The OIG closeout letter contains additional assertions that imply that OCP has been negligent in its operation of the SLC. Since establishing the SLC, our performance warehousing, distributing, and reutilizing vital goods for the District’s COVID-19 pandemic response is a testament to OCP’s operational capabilities. From May 18, 2020, to May 18, 2021, OCP fulfilled 2,136 orders from 108 clients through the warehouse in support of the District’s COVID-19 response. I am happy that you, Chairman White, were able to tour the warehouse and see its capabilities for yourself. I am proud of our SLC team and all that they have accomplished. The SLC will continue to support the COVID-19 emergency while also preparing to support the recovery and increased procurements associated with funding from the American Rescue Plan Act of 2021.
In closing, I continue to be proud of OCP’s role supporting the District’s response to the COVID-19 pandemic. OCP remains committed to a transparent process that upholds the public’s trust by continuing to operate under our current processes authorized under the law, both emergency and otherwise. The success of our operations is evident through the number of critical goods and services that OCP provided to the District throughout the pandemic. Like the support provided to our residents, first responders, and healthcare workers, OCP also distributed critical needs to our Business Improvement Districts (BIDs) such as over two million ounces of hand sanitizer, over four million masks, and over 1.7 million ounces of disinfectant. These critical resources enabled businesses to stay open and provide a safe experience for their clientele and workers. OCP’s operations also supported the District in providing safety and disinfectant supplies to childcare centers, schools, and dentists. OCP’s central contracting and logistics support model has impacted nearly all aspects of the District’s COVID-19 response and recovery efforts and has been highlighted nationally.
To meet the rapidly growing needs of the District’s pandemic response, OCP expanded the capacity of several warehouses throughout the city for all COVID-19 procured items. Having a central process through the SLC has helped the District by serving as an all-hazard-type facility and will be critical in mitigating the incoming influx of goods. As such, OCP appreciates the committee keeping this priority within the Mayor’s budget.
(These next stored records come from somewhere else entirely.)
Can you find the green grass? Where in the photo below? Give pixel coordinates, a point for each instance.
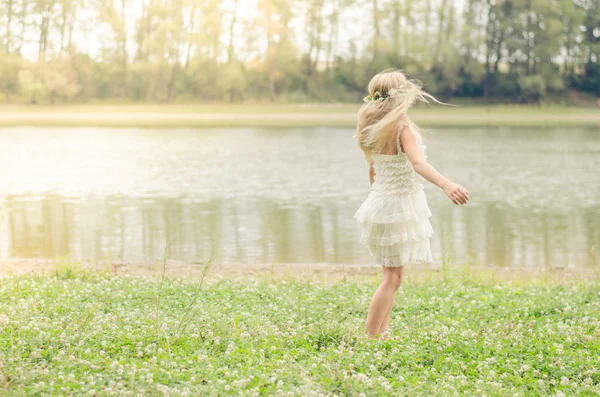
(84, 333)
(278, 115)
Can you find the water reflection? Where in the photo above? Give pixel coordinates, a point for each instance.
(273, 196)
(261, 231)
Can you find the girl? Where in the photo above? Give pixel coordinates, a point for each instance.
(395, 216)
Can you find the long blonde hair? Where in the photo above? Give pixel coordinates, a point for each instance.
(375, 118)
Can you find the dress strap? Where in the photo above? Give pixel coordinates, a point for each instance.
(398, 132)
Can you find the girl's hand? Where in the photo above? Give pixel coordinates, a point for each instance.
(456, 193)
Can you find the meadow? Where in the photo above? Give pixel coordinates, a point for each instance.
(81, 332)
(289, 115)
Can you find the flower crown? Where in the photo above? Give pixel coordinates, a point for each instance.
(379, 97)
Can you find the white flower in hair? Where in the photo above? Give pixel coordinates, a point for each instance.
(395, 91)
(379, 97)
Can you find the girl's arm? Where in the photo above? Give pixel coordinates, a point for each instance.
(455, 192)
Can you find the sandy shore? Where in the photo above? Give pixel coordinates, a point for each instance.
(303, 271)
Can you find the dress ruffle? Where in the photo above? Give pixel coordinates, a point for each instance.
(382, 208)
(395, 216)
(395, 232)
(396, 228)
(401, 254)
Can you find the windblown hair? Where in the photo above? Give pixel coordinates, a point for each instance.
(377, 118)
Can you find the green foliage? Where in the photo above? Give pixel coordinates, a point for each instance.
(219, 51)
(81, 333)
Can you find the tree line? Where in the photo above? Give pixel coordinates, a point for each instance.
(60, 51)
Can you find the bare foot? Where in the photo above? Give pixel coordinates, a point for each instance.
(384, 335)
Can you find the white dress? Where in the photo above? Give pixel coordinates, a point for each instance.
(394, 219)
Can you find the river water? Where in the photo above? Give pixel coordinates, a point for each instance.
(288, 195)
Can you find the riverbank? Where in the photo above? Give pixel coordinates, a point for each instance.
(75, 332)
(268, 115)
(305, 272)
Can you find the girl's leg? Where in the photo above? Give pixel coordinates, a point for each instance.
(383, 300)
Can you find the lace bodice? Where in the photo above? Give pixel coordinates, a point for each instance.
(394, 173)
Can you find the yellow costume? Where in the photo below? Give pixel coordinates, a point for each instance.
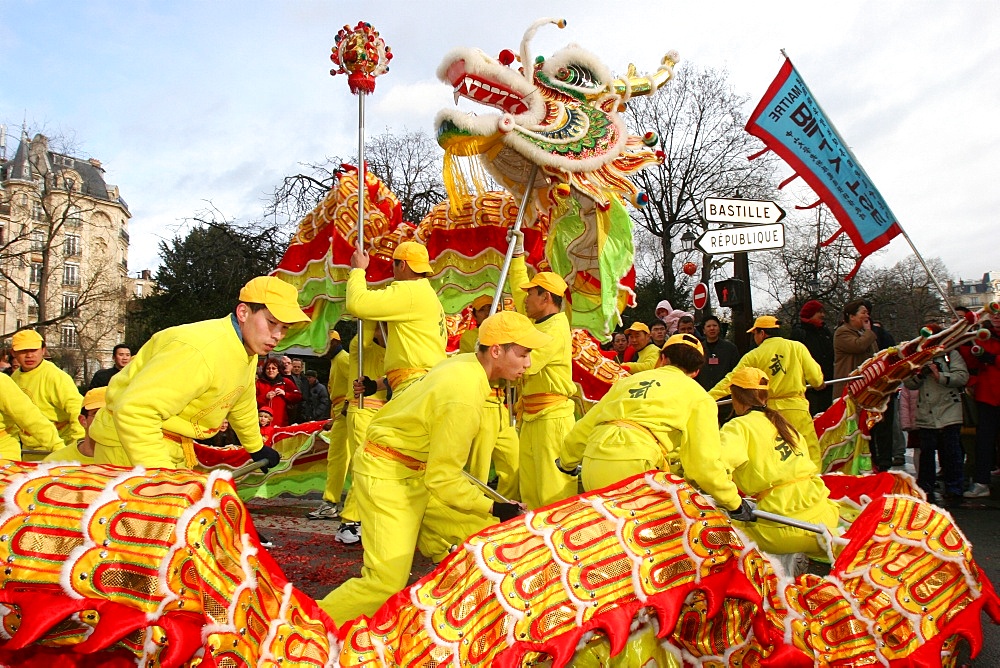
(338, 457)
(358, 418)
(645, 361)
(416, 447)
(547, 410)
(503, 451)
(55, 394)
(179, 387)
(789, 368)
(782, 479)
(417, 335)
(20, 417)
(658, 419)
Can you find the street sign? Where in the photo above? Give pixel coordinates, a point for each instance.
(745, 211)
(700, 296)
(742, 239)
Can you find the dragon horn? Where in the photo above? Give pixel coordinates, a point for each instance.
(529, 34)
(646, 85)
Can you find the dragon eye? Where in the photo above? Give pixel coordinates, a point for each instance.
(577, 75)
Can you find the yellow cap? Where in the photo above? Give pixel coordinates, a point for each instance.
(548, 281)
(765, 322)
(280, 298)
(685, 340)
(511, 327)
(413, 254)
(749, 378)
(481, 301)
(95, 398)
(26, 339)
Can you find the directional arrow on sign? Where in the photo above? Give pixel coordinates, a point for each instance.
(742, 239)
(746, 211)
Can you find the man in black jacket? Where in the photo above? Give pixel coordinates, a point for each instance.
(121, 355)
(813, 333)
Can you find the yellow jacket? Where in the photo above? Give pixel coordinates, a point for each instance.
(417, 335)
(55, 394)
(185, 380)
(434, 422)
(665, 416)
(374, 365)
(19, 416)
(551, 370)
(469, 340)
(783, 479)
(645, 361)
(341, 383)
(789, 366)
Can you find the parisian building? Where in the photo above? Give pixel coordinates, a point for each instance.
(63, 254)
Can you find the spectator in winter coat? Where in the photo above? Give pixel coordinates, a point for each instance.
(319, 399)
(939, 421)
(813, 333)
(276, 392)
(984, 361)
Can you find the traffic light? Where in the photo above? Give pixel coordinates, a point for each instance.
(729, 292)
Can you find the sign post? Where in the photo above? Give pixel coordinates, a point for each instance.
(741, 211)
(742, 239)
(700, 296)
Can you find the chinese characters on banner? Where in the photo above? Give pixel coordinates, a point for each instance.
(791, 123)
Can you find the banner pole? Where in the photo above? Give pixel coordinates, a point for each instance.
(930, 275)
(361, 230)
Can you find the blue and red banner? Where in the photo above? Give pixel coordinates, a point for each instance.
(790, 122)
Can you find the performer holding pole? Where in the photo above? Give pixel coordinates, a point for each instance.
(362, 55)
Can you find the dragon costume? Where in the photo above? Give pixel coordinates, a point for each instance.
(106, 566)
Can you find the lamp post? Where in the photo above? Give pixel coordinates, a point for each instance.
(687, 240)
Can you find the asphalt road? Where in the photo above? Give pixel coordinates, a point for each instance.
(315, 563)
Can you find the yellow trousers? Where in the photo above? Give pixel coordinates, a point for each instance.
(541, 482)
(68, 454)
(118, 456)
(390, 512)
(10, 447)
(783, 539)
(338, 459)
(802, 421)
(600, 473)
(356, 426)
(444, 526)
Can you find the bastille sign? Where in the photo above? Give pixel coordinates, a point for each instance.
(742, 239)
(741, 211)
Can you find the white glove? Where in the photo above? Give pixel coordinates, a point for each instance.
(518, 236)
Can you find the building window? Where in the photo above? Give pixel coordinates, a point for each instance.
(71, 274)
(67, 335)
(72, 244)
(69, 304)
(73, 217)
(38, 240)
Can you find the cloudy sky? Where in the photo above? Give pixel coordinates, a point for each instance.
(188, 102)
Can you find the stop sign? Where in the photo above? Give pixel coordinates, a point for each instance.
(700, 296)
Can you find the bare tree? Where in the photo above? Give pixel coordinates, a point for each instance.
(48, 203)
(409, 163)
(699, 123)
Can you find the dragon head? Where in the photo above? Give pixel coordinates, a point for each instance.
(560, 113)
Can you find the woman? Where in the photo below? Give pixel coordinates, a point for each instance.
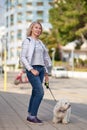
(35, 59)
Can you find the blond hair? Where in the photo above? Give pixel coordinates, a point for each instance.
(29, 30)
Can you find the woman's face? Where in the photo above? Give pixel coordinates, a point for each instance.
(36, 30)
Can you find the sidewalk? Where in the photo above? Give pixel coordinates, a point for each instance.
(13, 111)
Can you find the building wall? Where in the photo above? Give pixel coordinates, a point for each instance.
(19, 14)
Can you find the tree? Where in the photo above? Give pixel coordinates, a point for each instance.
(68, 19)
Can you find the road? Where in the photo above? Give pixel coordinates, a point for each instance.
(73, 89)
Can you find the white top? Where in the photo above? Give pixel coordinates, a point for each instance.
(34, 53)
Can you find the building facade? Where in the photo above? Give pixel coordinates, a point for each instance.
(19, 14)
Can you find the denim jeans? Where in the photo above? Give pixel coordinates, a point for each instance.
(37, 89)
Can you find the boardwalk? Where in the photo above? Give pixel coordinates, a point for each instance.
(13, 107)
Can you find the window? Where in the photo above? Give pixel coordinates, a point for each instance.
(12, 19)
(19, 34)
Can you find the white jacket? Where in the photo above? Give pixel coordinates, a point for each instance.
(27, 54)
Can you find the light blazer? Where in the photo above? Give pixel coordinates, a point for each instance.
(27, 54)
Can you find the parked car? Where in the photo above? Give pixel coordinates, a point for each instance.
(59, 71)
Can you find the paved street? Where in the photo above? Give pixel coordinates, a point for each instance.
(13, 104)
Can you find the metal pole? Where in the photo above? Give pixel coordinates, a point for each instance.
(5, 68)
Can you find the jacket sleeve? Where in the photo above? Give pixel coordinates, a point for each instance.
(24, 56)
(47, 60)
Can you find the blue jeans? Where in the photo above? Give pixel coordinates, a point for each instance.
(37, 89)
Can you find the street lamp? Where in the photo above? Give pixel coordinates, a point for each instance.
(4, 41)
(53, 56)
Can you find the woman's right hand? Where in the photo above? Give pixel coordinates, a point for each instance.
(34, 72)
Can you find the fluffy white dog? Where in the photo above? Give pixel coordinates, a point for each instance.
(62, 111)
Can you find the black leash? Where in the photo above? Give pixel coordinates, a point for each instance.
(47, 86)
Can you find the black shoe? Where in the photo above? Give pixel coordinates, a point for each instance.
(34, 120)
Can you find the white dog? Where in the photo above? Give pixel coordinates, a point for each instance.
(62, 111)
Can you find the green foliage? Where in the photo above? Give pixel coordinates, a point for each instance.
(68, 19)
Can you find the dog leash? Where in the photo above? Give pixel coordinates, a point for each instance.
(47, 86)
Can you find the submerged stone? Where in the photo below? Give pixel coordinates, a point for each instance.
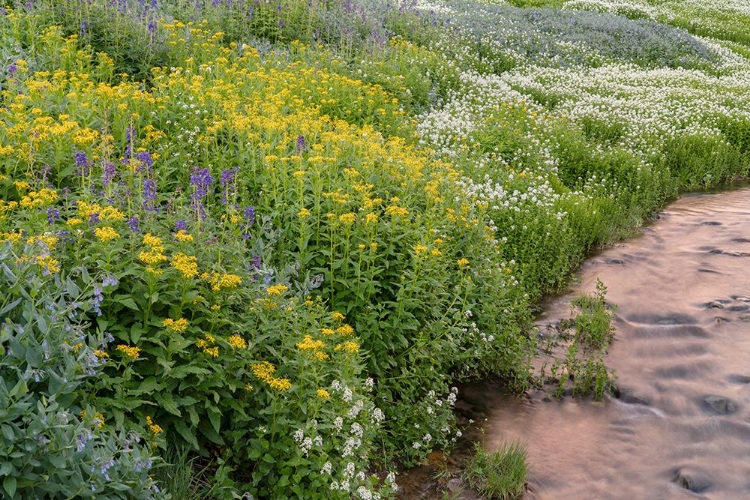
(719, 405)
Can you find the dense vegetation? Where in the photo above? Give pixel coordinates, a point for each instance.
(275, 234)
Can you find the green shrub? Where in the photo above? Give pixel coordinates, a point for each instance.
(54, 443)
(500, 474)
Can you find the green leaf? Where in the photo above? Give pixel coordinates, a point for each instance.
(187, 434)
(127, 302)
(168, 403)
(9, 485)
(6, 469)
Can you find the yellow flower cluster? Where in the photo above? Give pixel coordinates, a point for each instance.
(345, 330)
(110, 213)
(205, 344)
(48, 263)
(11, 237)
(46, 241)
(183, 236)
(179, 325)
(39, 198)
(219, 281)
(186, 264)
(277, 289)
(128, 351)
(264, 371)
(155, 428)
(349, 346)
(106, 233)
(303, 214)
(237, 342)
(308, 344)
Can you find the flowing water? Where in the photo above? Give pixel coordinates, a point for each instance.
(681, 427)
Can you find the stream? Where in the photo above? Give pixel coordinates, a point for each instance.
(681, 426)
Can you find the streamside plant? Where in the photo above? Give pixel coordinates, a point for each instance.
(500, 474)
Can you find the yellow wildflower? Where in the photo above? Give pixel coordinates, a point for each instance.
(263, 370)
(153, 242)
(106, 233)
(111, 213)
(308, 344)
(237, 342)
(347, 218)
(128, 351)
(183, 236)
(152, 258)
(276, 289)
(179, 325)
(186, 264)
(348, 347)
(49, 264)
(156, 429)
(280, 384)
(345, 330)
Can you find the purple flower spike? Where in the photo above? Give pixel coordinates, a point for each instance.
(134, 224)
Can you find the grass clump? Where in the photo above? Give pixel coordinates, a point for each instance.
(499, 475)
(582, 371)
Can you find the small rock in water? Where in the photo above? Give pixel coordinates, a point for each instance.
(455, 485)
(739, 379)
(719, 405)
(691, 480)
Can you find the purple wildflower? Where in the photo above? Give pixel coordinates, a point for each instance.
(96, 302)
(134, 224)
(145, 158)
(53, 215)
(227, 180)
(149, 194)
(110, 170)
(130, 141)
(109, 280)
(82, 162)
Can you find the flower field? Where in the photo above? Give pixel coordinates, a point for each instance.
(271, 237)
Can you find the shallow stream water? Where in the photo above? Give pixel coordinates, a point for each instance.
(681, 426)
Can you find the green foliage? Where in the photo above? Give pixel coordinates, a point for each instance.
(53, 442)
(583, 370)
(500, 474)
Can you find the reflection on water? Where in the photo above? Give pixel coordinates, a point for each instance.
(681, 428)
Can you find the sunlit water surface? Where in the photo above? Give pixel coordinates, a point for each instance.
(681, 428)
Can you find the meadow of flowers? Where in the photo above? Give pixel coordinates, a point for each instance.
(273, 236)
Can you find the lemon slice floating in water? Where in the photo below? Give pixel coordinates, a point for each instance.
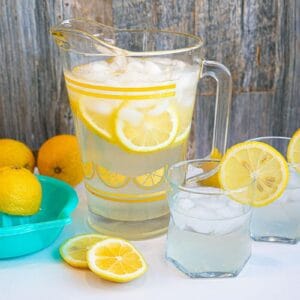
(257, 169)
(146, 128)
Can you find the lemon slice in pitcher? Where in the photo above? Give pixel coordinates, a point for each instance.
(258, 170)
(98, 116)
(293, 151)
(146, 128)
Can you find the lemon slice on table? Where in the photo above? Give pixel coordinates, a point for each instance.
(116, 260)
(98, 116)
(111, 179)
(293, 151)
(258, 170)
(146, 128)
(74, 250)
(150, 180)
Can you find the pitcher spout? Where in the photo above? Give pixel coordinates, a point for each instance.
(85, 37)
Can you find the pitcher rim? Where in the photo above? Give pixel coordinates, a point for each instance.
(198, 42)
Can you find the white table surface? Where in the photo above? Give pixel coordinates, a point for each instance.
(273, 272)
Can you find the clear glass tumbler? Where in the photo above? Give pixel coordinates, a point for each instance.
(280, 220)
(208, 233)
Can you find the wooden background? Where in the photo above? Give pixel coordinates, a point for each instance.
(259, 41)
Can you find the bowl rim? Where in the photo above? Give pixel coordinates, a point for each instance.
(62, 219)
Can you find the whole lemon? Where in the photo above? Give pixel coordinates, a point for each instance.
(15, 153)
(20, 191)
(59, 157)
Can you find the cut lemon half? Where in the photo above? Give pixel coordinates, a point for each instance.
(88, 169)
(293, 151)
(116, 260)
(254, 173)
(74, 250)
(150, 180)
(146, 128)
(111, 179)
(98, 116)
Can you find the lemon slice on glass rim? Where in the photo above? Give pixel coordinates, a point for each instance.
(142, 127)
(253, 173)
(293, 150)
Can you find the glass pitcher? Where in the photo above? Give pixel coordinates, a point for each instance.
(132, 94)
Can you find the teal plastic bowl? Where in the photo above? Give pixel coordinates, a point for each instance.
(24, 235)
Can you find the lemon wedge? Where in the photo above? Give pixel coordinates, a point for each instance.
(74, 250)
(116, 260)
(257, 170)
(146, 128)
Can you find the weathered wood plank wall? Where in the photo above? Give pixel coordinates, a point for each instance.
(258, 40)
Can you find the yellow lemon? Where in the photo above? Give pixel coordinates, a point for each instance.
(74, 250)
(257, 170)
(15, 153)
(59, 157)
(20, 191)
(116, 260)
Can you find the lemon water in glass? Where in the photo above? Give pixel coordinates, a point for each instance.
(208, 234)
(280, 220)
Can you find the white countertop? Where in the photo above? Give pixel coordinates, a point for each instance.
(273, 272)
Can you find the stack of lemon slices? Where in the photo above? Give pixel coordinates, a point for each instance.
(255, 173)
(112, 259)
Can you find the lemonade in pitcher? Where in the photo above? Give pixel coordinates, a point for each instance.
(132, 93)
(131, 127)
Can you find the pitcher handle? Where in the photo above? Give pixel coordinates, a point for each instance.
(223, 102)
Our current space is filled with a multitude of critically needed items received and disbursed daily to District agencies and organizations. OCP is grateful for the support of the Mayor and the Council which will ensure the agency will have the necessary resources to manage any hazards that the District may face, as well as managing the upcoming influx of goods procured from federal funding authorized under the American Rescue Plan Act of 2021.
I want to thank Mayor Bowser, City Administrator Donahue, and Assistant City Administrator Melder for their continued leadership and support throughout the pandemic. I thank you, Chairman White and the members of the Committee on Government Operations and Facilities, for the opportunity to testify and your ongoing support. This concludes my prepared testimony. I am happy to answer any questions you may have.